Monday, July 6, 2009

Meaning and the Semantic Web

If we look simply at the term Semantic Web, we assume that it is a web that has something to do with semantics, and semantics essentially is about meaning. I think most (but not all) people can agree with that. The rub comes when we try to figure out what various factions mean by meaning. Some of the common meanings of meaning (semantics):

  • The association of type with data so as to permit a computer to understand what the data means at the level of which type a given piece of data refers to.
  • Denotation of which object is referred to by words or terms, such as in a dictionary.
  • Human-level understanding of the "meaning", potentially (or even usually) subjective, of words, terms, and statements.
  • Human-level "meaning" in a deeper, more personalized sense for an individual, how someone feels about or experiences a concept.
  • Rich knowledge as opposed to mere information or raw data, that permits the reader to infer a much wider range of truth and acceptable behavior.
  • Formal semantics of computer science used to define a domain and the operations permitted over that domain in such a way that is complete, consistent, unambiguous (accurate), and verifiable. Even that begs the question of whether a description of a domain on a computer accurately matches the real world as it exists or as we think we know it.
  • Artificial intelligence (or computational intelligence) applying formal semantics to attempt to approximate human-level understanding.
  • Simple tagging to point from a term (e.g., keyword) to an object to cue a computer program as to the intended "meaning" of a term.
  • Simple textual natural language, even if in simple HTML or simple XML can embody an incredible range of meaning, although full processing of natural language by non-human entities is still only a partially solved problem.

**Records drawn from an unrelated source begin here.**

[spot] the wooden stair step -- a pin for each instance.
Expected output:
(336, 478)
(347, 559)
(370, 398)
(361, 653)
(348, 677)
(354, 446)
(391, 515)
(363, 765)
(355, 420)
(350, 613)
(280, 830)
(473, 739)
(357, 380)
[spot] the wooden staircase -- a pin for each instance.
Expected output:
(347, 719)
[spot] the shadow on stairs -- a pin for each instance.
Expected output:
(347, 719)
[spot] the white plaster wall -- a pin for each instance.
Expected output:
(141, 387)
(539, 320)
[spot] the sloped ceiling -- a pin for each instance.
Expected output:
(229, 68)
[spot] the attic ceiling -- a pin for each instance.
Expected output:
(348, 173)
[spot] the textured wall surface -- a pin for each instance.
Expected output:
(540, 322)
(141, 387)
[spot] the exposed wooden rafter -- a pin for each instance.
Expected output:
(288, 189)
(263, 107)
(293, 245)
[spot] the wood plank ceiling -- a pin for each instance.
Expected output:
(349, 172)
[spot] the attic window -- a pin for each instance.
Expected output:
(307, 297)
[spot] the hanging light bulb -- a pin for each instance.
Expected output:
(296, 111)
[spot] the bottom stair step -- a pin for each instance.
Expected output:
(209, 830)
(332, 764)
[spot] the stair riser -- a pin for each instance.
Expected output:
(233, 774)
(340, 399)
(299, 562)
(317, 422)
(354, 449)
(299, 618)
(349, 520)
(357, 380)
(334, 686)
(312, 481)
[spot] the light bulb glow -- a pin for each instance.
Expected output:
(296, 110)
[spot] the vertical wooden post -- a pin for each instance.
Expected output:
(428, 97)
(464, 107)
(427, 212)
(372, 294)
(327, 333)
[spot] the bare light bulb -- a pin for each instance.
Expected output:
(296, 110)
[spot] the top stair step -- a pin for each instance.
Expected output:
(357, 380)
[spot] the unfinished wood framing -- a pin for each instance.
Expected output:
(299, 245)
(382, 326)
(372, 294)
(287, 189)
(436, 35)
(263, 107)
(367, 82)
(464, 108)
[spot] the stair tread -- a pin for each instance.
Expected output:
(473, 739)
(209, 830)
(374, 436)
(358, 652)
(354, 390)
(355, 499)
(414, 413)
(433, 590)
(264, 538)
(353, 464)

The question of what "semantic" means in Semantic Web now comes down to the issue of how much and what kind of meaning is embodied in the Semantic Web. Alternatively phrased, is there enough semantic meaning embodied in the so-called Semantic Web to warrant the term "semantic"? Some might contend that the existing conceptualization of the Semantic Web is too weak, while others might asset that all of the complexity of RDF is simply not needed for most contemporary applications that need to work with limited forms of "meaning." In the end (or at the beginning), the folks at W3C made a call and sincerely believed that their concept of the Semantic Web was a close enough match between what they believed was needed and what they believed could be done. Whether their views will hold up over time remains to be seen.

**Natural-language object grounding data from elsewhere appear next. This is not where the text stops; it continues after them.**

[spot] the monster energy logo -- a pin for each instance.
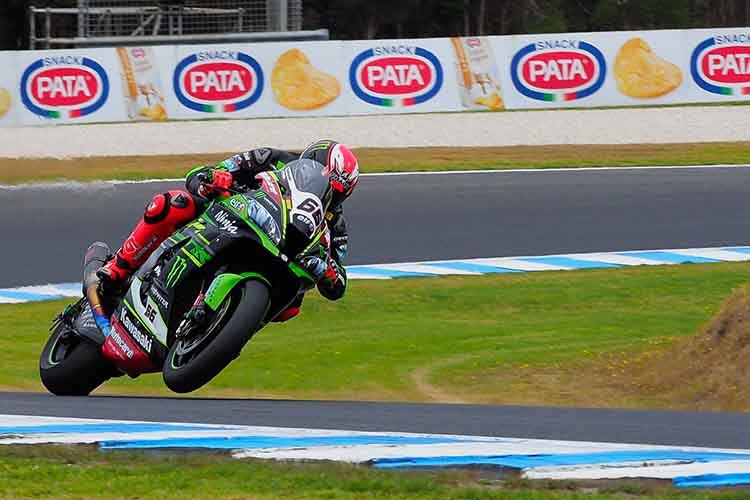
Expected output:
(175, 273)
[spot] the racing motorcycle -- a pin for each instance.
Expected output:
(204, 292)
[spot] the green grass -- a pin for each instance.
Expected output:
(81, 472)
(374, 160)
(450, 338)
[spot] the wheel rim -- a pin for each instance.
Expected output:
(188, 347)
(60, 350)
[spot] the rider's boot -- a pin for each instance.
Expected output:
(166, 212)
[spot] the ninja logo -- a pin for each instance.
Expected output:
(227, 224)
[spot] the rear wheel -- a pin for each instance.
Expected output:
(71, 365)
(200, 353)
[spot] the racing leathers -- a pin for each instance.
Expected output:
(169, 211)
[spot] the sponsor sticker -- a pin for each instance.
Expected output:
(396, 75)
(721, 64)
(558, 70)
(64, 86)
(218, 81)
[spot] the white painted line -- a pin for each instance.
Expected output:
(365, 276)
(623, 260)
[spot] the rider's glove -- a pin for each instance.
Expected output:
(316, 266)
(215, 181)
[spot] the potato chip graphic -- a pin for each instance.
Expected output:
(493, 101)
(642, 74)
(4, 102)
(157, 112)
(299, 86)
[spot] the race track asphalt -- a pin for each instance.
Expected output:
(722, 430)
(421, 217)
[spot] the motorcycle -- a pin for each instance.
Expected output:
(189, 310)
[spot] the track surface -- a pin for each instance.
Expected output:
(422, 217)
(641, 427)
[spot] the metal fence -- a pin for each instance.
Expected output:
(103, 22)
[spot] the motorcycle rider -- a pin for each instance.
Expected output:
(169, 211)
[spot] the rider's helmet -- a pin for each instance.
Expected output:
(341, 166)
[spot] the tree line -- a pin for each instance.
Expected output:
(370, 19)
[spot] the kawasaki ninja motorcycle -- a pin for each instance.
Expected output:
(201, 296)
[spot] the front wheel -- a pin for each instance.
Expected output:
(71, 365)
(198, 356)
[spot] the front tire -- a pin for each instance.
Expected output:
(71, 365)
(234, 324)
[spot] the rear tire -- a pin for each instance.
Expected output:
(249, 305)
(73, 369)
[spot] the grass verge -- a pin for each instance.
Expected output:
(374, 160)
(526, 338)
(82, 472)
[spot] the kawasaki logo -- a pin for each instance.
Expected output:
(557, 70)
(135, 333)
(218, 81)
(227, 224)
(71, 86)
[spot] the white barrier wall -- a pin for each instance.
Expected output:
(374, 77)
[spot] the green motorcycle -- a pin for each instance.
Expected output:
(202, 295)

At a primitive, operational level the Semantic Web really is just a Web of data or a Web of Linked Data. The modifier typed is implicit in there, since that is where most of the power comes from. This operational view is not denied, and most agree with that characterization, even if they chafe or disagree with the term Semantic Web per se.

Others believe that raw XML (and related non-RDF technologies) by itself is more than sufficient to represent and manipulate the lion share of the kinds of "meaning" that people need today in their applications. Fair enough, as far as it goes. RDF has somewhat grander goals, but many contemporary applications can do just fine with a subset of non-RDF XML-based technologies. But none of that really is a robust argument against RDF enabling a richer form of Semantic Web.

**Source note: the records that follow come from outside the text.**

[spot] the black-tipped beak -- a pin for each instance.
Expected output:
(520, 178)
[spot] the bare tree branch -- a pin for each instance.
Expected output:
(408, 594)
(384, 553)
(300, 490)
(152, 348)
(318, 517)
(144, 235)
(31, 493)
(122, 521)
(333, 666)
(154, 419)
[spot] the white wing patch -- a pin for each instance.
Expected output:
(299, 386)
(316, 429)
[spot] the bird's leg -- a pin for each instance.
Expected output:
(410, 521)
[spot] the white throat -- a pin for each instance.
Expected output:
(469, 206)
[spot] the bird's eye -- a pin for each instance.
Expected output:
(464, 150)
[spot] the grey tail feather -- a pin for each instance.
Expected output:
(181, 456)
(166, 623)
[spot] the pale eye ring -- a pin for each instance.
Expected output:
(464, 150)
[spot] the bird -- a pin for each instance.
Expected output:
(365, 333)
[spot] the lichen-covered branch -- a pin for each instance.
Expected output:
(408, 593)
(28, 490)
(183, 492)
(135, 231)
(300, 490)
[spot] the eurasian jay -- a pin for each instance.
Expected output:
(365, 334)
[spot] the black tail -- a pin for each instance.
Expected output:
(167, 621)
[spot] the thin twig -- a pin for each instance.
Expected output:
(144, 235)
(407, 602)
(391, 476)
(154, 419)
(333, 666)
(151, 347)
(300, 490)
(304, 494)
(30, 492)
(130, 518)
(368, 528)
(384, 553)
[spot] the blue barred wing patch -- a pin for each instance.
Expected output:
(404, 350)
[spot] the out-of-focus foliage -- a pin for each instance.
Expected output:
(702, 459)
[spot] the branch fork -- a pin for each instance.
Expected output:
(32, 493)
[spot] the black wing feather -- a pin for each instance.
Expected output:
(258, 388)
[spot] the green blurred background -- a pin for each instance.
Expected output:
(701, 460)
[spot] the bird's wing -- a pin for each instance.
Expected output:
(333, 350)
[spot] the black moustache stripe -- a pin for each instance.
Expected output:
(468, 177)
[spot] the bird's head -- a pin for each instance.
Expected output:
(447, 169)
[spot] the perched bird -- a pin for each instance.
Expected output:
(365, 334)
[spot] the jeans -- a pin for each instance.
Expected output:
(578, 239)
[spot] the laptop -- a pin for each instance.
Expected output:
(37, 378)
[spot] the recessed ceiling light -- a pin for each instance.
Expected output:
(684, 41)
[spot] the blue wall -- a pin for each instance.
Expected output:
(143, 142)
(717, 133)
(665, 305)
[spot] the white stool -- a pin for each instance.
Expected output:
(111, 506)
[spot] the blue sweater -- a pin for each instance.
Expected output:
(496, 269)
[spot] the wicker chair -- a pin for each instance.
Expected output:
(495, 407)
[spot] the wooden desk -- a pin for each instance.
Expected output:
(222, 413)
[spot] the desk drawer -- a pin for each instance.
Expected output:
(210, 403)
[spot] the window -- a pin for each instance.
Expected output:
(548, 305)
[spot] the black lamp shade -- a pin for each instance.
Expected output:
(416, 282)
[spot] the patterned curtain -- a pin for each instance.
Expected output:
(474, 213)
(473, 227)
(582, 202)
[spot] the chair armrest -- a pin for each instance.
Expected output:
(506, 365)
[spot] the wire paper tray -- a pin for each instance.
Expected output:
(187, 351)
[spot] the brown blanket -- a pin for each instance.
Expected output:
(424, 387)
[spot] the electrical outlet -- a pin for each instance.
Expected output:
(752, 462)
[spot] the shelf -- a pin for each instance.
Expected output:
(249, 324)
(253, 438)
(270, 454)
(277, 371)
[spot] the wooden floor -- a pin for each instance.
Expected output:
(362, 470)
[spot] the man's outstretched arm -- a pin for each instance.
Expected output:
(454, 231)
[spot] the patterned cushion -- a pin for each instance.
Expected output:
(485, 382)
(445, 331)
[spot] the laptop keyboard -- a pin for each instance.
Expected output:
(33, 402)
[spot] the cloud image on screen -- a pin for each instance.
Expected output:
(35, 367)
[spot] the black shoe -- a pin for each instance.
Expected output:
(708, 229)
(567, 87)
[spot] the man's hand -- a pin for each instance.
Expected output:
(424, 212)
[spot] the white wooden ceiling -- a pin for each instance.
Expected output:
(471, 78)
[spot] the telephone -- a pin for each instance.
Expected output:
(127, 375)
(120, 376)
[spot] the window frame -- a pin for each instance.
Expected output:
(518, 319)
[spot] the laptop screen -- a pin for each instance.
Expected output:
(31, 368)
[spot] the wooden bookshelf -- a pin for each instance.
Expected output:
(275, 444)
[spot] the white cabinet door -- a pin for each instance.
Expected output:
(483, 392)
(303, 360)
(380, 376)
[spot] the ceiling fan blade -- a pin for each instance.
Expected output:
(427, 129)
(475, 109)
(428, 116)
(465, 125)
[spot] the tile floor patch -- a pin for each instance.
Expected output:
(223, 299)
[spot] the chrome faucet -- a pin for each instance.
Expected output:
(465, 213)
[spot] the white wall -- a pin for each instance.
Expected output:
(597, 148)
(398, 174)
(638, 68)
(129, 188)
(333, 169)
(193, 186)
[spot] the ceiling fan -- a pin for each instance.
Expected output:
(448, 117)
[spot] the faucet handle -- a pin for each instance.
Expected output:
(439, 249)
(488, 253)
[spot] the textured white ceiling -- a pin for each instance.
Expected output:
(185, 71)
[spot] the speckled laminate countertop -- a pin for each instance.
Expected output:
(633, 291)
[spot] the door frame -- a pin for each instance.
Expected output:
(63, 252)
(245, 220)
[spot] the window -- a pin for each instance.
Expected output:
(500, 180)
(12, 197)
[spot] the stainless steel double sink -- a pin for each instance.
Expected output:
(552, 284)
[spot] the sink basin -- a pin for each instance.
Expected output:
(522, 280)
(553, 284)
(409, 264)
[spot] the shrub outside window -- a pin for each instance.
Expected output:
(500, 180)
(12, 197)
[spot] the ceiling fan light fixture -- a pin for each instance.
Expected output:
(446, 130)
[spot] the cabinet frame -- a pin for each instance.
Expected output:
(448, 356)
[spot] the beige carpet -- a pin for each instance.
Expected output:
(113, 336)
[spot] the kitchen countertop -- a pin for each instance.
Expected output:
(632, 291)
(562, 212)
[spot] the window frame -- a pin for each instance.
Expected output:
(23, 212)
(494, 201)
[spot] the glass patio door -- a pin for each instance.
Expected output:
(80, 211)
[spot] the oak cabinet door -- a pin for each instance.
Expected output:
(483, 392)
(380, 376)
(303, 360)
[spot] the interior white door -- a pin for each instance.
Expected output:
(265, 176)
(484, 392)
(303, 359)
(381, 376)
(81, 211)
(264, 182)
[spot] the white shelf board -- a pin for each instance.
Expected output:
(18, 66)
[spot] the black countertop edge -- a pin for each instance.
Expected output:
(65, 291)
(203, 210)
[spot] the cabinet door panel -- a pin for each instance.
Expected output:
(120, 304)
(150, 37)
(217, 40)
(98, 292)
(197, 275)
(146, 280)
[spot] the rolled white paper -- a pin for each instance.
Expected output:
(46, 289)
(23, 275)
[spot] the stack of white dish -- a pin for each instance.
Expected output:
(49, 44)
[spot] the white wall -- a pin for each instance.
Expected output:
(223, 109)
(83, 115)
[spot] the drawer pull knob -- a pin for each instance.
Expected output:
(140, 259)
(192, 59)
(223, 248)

The hard-core computer scientists probably do have a point that the current RDF-based technology stack still isn't quite up to snuff to qualify as a formal semantics, but even that is not a truly robust argument against billing the RDF-based Semantic Web as a major advance in introducing semantics and meaning into the Web of Linked Data. Yes, the computer scientists can reasonably argue that we can and should do better to produce a true semantic web, but once again that is not a great argument to withhold the "semantic" label per se. Sometimes you can make better progress with your known bird in hand than spend too much effort pursuing another bird or two in the bush. Some might claim that alternative approaches are less risky, but such matters can be debated endlessly without resolution. Sometimes it is better to make rapid, informed decisions and run with them rather than to slow progress with an endless stream of second-guessed decisions. Or, who knows, maybe eventually there will be a "Version 2.0" of the Semantic Web which leapfrogs ahead of the current Semantic Web with a more robust sense of formal semantics.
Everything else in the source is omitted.